- What is haematuria?
- What are symptoms of haematuria?
- What are the causes of haematuria?
- Can haematuria be prevented?
- What is the treatment for haematuria?
Haematuria is the presence of blood in the urine. The blood may come from the kidney (where urine is formed) or any other part of the urinary tract. The urinary tract includes the ureters (the tubes connecting each kidney to the bladder), the bladder, the prostate (in men), and the urethra.
In most cases, haematuria is not serious. Nevertheless, the cause should be sought because in exceptional cases the cause may be a serious disease or cancer.
There are two types of haematuria:
- Macroscopic haematuria: the blood is visible, as it has turned the urine pink, reddish, or brownish. If you see blood in your urine, you must consult with a doctor immediately.
- Microscopic haematuria: the colour of urine is normal, but red blood cells can be seen under a microscope. This is usually detected during a standard urine analysis.
Macroscopic haematuria causes the urine to change colour, as mentioned above, due to the presence of red blood cells. Urine turns red with even a small amount of blood, and the bleeding is not usually painful. However, excretion of blood clots in the urine may be painful. Generally, there are no other signs or symptoms associated with haematuria.
The most common causes of haematuria are:
- bladder infection, which usually causes a burning sensation or pain whilst urinating
- kidney infection
- kidney stones, which usually cause pain in the back or sides
- certain kidney diseases
- excessive exercise or injury
- growth of the prostate
- cancer of the bladder, prostate, or kidney
In many cases, haematuria cannot be prevented. However, the risk of developing one of the underlying diseases that leads to haematuria (listed below) can be reduced by taking certain measures:
- Urinary tract infections: try to ingest sufficient liquids, urinate when necessary and, for women, wipe away urine from the front to the back.

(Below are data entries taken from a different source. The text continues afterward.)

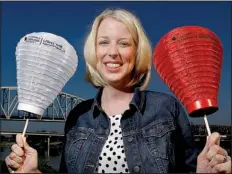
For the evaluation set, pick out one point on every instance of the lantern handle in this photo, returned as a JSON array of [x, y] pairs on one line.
[[207, 125]]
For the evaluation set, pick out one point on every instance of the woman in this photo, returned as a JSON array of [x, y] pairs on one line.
[[125, 128]]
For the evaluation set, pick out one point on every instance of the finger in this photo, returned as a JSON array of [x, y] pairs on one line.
[[13, 156], [215, 149], [224, 167], [27, 148], [19, 140], [17, 150], [12, 164], [213, 139], [217, 159], [206, 149]]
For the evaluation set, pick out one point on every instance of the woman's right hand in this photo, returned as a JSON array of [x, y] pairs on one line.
[[23, 158]]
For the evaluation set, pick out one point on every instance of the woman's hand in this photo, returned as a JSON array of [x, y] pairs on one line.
[[213, 158], [23, 158]]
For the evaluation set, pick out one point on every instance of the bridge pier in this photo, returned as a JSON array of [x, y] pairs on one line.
[[48, 150]]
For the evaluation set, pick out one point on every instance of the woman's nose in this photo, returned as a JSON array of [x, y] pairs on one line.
[[113, 51]]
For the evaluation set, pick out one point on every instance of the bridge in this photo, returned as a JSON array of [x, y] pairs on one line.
[[57, 111]]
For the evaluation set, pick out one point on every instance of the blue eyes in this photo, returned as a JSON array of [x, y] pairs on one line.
[[120, 43]]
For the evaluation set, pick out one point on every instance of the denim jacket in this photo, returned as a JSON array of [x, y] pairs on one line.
[[156, 134]]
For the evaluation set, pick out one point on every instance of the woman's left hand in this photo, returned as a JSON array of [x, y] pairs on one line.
[[213, 158]]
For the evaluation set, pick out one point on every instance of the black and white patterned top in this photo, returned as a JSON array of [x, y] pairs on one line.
[[112, 158]]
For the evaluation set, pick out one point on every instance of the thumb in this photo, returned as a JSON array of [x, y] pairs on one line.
[[19, 140], [214, 139], [26, 146], [206, 148]]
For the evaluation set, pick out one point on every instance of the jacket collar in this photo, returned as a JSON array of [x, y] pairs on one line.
[[137, 101]]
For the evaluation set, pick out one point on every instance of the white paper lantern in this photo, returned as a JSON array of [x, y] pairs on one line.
[[45, 62]]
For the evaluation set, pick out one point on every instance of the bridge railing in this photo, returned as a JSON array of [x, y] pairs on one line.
[[58, 110]]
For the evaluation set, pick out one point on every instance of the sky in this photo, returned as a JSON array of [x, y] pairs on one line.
[[72, 20]]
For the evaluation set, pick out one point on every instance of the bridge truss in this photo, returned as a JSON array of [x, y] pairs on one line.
[[57, 111]]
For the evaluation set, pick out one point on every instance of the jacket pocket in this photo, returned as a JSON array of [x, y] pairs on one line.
[[157, 137], [75, 139]]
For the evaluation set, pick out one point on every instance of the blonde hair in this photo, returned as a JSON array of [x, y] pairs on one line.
[[142, 69]]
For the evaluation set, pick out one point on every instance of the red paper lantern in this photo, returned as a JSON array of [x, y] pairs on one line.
[[189, 60]]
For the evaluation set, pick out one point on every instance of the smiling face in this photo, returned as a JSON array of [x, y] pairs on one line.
[[115, 50]]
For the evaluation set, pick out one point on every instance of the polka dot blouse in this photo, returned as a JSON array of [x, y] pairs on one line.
[[112, 158]]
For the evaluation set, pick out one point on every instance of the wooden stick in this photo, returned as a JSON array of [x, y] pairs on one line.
[[25, 127], [207, 125]]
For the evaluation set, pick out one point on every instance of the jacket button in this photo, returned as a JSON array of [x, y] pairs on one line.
[[136, 169], [130, 139]]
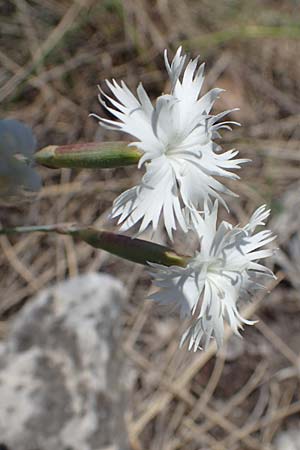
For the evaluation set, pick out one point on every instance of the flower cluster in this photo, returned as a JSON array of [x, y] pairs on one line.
[[176, 136]]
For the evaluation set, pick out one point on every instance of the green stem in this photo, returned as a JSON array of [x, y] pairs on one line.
[[136, 250], [90, 155]]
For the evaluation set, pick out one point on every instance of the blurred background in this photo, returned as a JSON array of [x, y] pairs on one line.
[[53, 54]]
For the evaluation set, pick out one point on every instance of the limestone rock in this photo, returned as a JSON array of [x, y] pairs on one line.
[[63, 378]]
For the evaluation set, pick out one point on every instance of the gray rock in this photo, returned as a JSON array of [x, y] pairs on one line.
[[288, 440], [62, 370]]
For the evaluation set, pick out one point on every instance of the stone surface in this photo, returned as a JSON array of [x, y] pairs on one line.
[[288, 440], [62, 373]]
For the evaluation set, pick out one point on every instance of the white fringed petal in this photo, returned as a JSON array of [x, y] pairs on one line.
[[214, 280], [175, 136]]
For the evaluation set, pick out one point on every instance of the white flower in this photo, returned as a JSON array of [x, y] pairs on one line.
[[176, 138], [225, 269]]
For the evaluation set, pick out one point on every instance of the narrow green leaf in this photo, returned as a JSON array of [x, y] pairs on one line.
[[90, 155], [136, 250]]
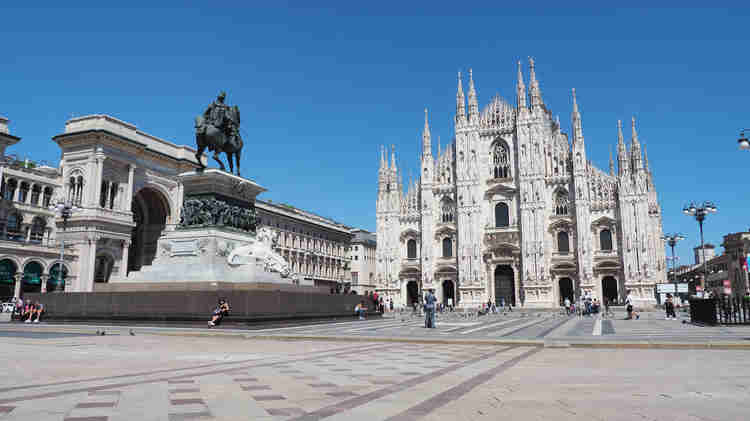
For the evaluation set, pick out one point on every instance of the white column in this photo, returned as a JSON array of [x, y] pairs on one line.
[[129, 190], [124, 263]]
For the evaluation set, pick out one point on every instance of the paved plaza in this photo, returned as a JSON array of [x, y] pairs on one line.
[[71, 374]]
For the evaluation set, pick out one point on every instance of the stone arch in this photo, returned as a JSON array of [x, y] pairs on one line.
[[33, 269], [500, 159], [151, 211], [103, 267], [14, 259], [502, 215]]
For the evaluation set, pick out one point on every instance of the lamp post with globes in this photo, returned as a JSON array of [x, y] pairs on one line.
[[64, 210], [672, 240], [700, 212], [742, 142]]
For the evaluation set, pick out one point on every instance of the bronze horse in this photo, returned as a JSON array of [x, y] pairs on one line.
[[216, 140]]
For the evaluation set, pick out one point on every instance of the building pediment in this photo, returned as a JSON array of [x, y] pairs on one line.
[[604, 221], [409, 233], [501, 189]]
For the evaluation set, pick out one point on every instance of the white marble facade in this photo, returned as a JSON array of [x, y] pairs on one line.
[[513, 211]]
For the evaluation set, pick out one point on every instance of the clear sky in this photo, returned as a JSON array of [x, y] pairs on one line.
[[321, 88]]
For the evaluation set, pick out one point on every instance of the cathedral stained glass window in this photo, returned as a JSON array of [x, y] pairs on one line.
[[500, 161]]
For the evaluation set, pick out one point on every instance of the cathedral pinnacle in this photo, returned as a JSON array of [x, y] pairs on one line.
[[426, 139], [534, 92], [520, 89], [460, 104], [473, 103], [622, 153], [393, 159], [576, 117], [635, 149]]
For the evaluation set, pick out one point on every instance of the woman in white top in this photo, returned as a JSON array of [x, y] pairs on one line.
[[629, 308]]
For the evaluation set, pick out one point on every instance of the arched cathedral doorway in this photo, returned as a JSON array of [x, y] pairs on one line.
[[449, 293], [150, 209], [609, 289], [505, 288], [566, 290]]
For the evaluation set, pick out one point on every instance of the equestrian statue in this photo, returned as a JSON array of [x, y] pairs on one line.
[[218, 129]]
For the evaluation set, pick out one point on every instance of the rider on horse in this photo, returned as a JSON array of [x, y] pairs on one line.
[[218, 115]]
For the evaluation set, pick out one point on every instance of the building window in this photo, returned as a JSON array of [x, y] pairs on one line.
[[23, 192], [47, 197], [447, 247], [561, 203], [502, 219], [14, 223], [38, 226], [447, 211], [36, 191], [605, 240], [563, 243], [10, 189], [500, 161], [411, 249]]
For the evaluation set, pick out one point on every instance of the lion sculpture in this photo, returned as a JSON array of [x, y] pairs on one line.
[[261, 252]]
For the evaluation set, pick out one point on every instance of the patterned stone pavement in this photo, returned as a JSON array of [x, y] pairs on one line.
[[156, 377]]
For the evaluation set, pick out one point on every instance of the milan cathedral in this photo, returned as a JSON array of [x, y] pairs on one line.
[[512, 212]]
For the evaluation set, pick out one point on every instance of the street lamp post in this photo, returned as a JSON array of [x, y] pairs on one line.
[[672, 240], [700, 212], [742, 142], [65, 210]]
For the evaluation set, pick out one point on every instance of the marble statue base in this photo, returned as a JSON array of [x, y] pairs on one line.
[[201, 255], [216, 240]]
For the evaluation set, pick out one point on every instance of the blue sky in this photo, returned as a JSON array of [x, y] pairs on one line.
[[321, 88]]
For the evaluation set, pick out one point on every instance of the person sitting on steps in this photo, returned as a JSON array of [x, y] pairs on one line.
[[221, 311]]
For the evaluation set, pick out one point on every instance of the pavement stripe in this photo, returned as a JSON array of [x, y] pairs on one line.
[[504, 322], [151, 372], [455, 393], [377, 394], [327, 354]]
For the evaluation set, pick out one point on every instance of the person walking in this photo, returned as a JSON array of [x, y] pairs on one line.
[[669, 308], [429, 310], [629, 307]]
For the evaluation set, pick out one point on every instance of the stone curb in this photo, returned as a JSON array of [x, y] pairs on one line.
[[548, 343]]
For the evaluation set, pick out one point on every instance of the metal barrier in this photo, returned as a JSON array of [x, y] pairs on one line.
[[723, 310]]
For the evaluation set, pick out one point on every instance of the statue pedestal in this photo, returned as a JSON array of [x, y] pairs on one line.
[[216, 240]]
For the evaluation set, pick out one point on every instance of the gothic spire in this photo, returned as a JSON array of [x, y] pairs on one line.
[[534, 92], [460, 103], [635, 149], [520, 89], [576, 117], [473, 104], [622, 153], [393, 159], [426, 140]]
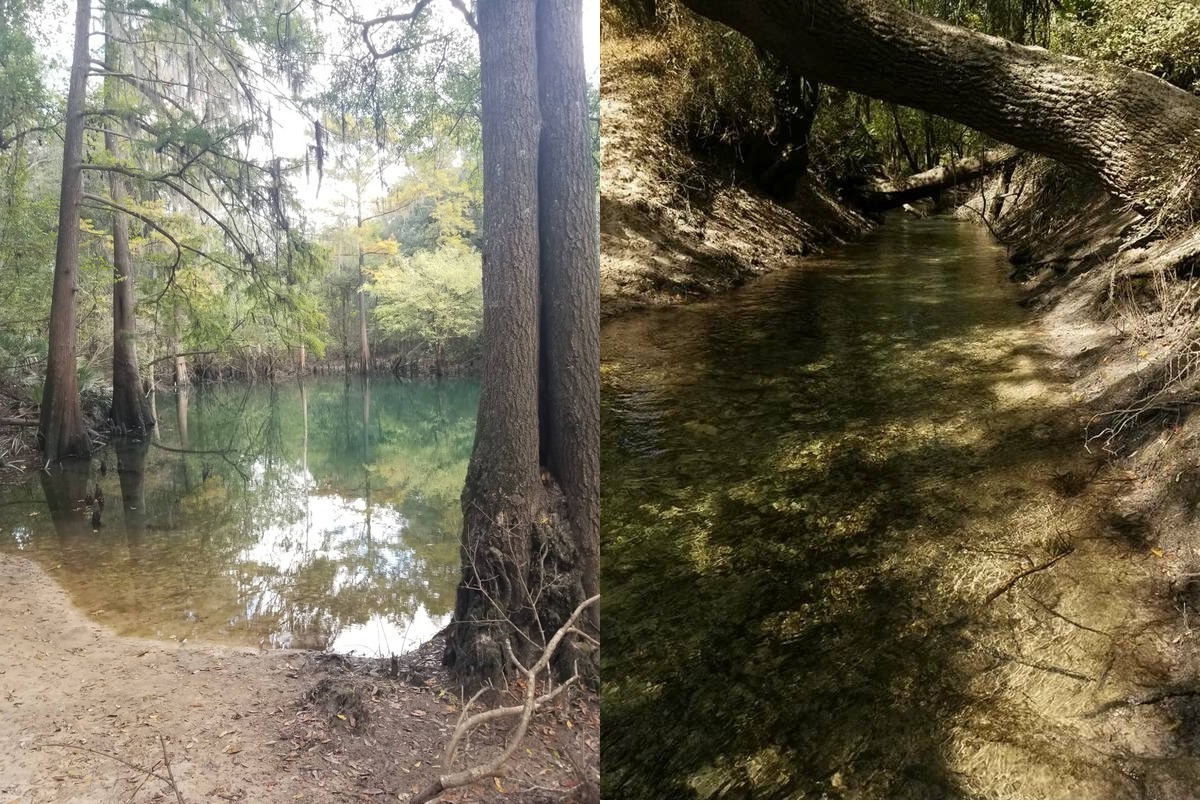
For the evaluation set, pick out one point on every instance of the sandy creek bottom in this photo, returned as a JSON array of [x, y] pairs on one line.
[[815, 492]]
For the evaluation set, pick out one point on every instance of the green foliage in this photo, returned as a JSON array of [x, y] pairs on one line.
[[432, 299], [1159, 36], [24, 101]]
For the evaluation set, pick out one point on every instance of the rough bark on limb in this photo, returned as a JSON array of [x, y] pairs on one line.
[[503, 493], [570, 281], [131, 408], [1127, 127], [887, 195]]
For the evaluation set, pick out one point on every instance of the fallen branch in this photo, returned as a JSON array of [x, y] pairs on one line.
[[169, 779], [1041, 665], [1067, 619], [885, 195], [526, 709], [1008, 585], [166, 761]]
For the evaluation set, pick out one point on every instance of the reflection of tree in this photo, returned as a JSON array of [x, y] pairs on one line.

- Kidney stones: ingest sufficient liquids and limit your ingestion of salt and proteins.
- Bladder cancer: ingest sufficient liquids, stop smoking, and avoid exposure to chemicals.
- Kidney cancer: stop smoking, maintain a healthy body weight, and pursue a healthy diet.
The treatment varies according to the cause. It may consist of antibiotics to eradicate a urinary tract infection, medication to attempt to reduce the size of an enlarged prostate, or shockwave treatment to dissolve stones in the kidney or bladder. Follow-up will be required to verify that there is no blood in the urine. In some cases, treatment is not necessary.